Plus grave, cet hymne foireux sera peut-être la cause d'une terrible fracture culturelle au cœur même de la défense des Bleus, puisque si Marcel Desailly a déclaré adorer la performance de Johnny, Fabien Barthez n'a pas caché son dégoût et son énervement d'être associé à ça ("En aparté", C+ 19/05). Oui mais voilà, l'équipe de France vaut cher sur le marché du disque, et il ne fallait pas laisser se produire un hold-up comme celui de "I will survive", largement improvisé et ne portant pas l'estampille produit officiel (du moins dans un premier temps). Barthez pas plus que Candela, cette fois, n'a eu son mot à dire, l'adhésion de leur capitaine valant certificat de "choisi par les Bleus".

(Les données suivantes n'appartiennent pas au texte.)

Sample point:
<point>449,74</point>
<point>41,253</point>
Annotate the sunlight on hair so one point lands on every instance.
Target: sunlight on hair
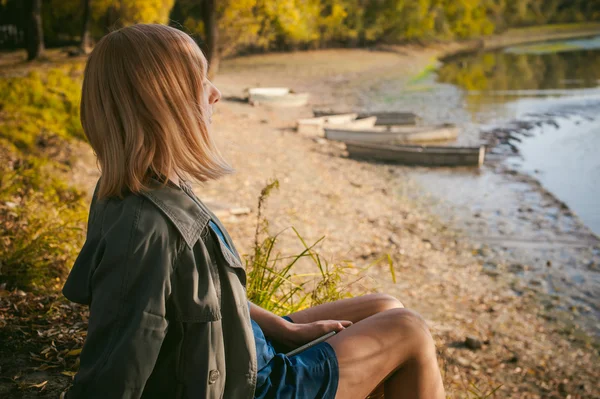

C'est pourquoi, malgré la révolution culturelle du foot français en 1998, s'ouvrant à des publics élargis qui découvraient que cette discipline n'était pas nécessairement un ferment de ringardise, c'est la stratégie de la moindre audace et du plus petit dénominateur commun qui l'a emporté, en même temps que notre vieille gloire de la variété. Laquelle a montré la pertinence de ce choix en encourageant vivement Zazie, le meneur de jeu de l'équipe de France, dans une séquence que TF1 n'osera jamais montrer dans ses bêtisiers.
Heureusement, les Cahiers du football vous promettent solennellement et pour bientôt une contre-attaque explosive sur le front musical de l'hymne officiel des supporters…

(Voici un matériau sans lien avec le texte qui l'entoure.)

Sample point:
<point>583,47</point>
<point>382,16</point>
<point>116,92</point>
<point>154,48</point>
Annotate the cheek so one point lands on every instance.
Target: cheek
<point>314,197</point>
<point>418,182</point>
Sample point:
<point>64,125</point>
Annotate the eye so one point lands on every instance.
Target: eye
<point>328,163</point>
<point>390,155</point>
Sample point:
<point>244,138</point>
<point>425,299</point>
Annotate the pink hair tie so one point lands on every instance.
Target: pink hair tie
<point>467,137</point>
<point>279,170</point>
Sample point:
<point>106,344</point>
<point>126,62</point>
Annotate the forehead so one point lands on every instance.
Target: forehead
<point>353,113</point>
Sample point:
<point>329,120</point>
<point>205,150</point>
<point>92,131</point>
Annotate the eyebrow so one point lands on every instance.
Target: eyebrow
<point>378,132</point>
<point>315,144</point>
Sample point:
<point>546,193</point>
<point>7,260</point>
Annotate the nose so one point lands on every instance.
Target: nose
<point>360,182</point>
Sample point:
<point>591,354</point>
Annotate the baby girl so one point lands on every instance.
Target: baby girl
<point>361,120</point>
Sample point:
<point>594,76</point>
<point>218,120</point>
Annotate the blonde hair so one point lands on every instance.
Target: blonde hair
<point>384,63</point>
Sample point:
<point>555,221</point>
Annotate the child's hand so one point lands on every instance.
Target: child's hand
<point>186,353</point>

Chaud et froid pour la Mannschaft
L'Allemagne a beau passer quelques cartons à ses adversaires des matches de préparation (7-0 contre le Koweit, 6-2 contre l'Autriche — mais une défaite 1-0 au Pays de Galles), elle enregistre autant de coups au moral que de défections. C'est cette fois Sebastian Deisler, victime d'un coup au genou, qui doit renoncer. Son absence sera préjudiciable au plan sportif, Völler ne disposant plus que de Ballack comme meneur de jeu. Elle le sera aussi symboliquement, Deisler étant un des rares jeunes de grand talent éclos dans une Allemagne du football qui souffre de la crise de sa formation. Le Berlinois du Hertha (qui rejoindra le Bayern à l'intersaison) aurait pu incarner cet hypothétique renouveau, mais sa jeune carrière semble déjà marquée par les blessures, comme celle qui le priva de la majeure partie de la saison de Bundesliga. En son absence, ce sera peut-être, mais à un autre poste, Miroslav Klose qui tiendra le rôle. Le jeune attaquant (24 ans en juin) de Kaiserlautern a claqué trois des six buts de son équipe contre l'Autriche (leur Belgique à eux). En allemand, on appelle ça un "Dreierpack", c'est-à-dire un pack de trois.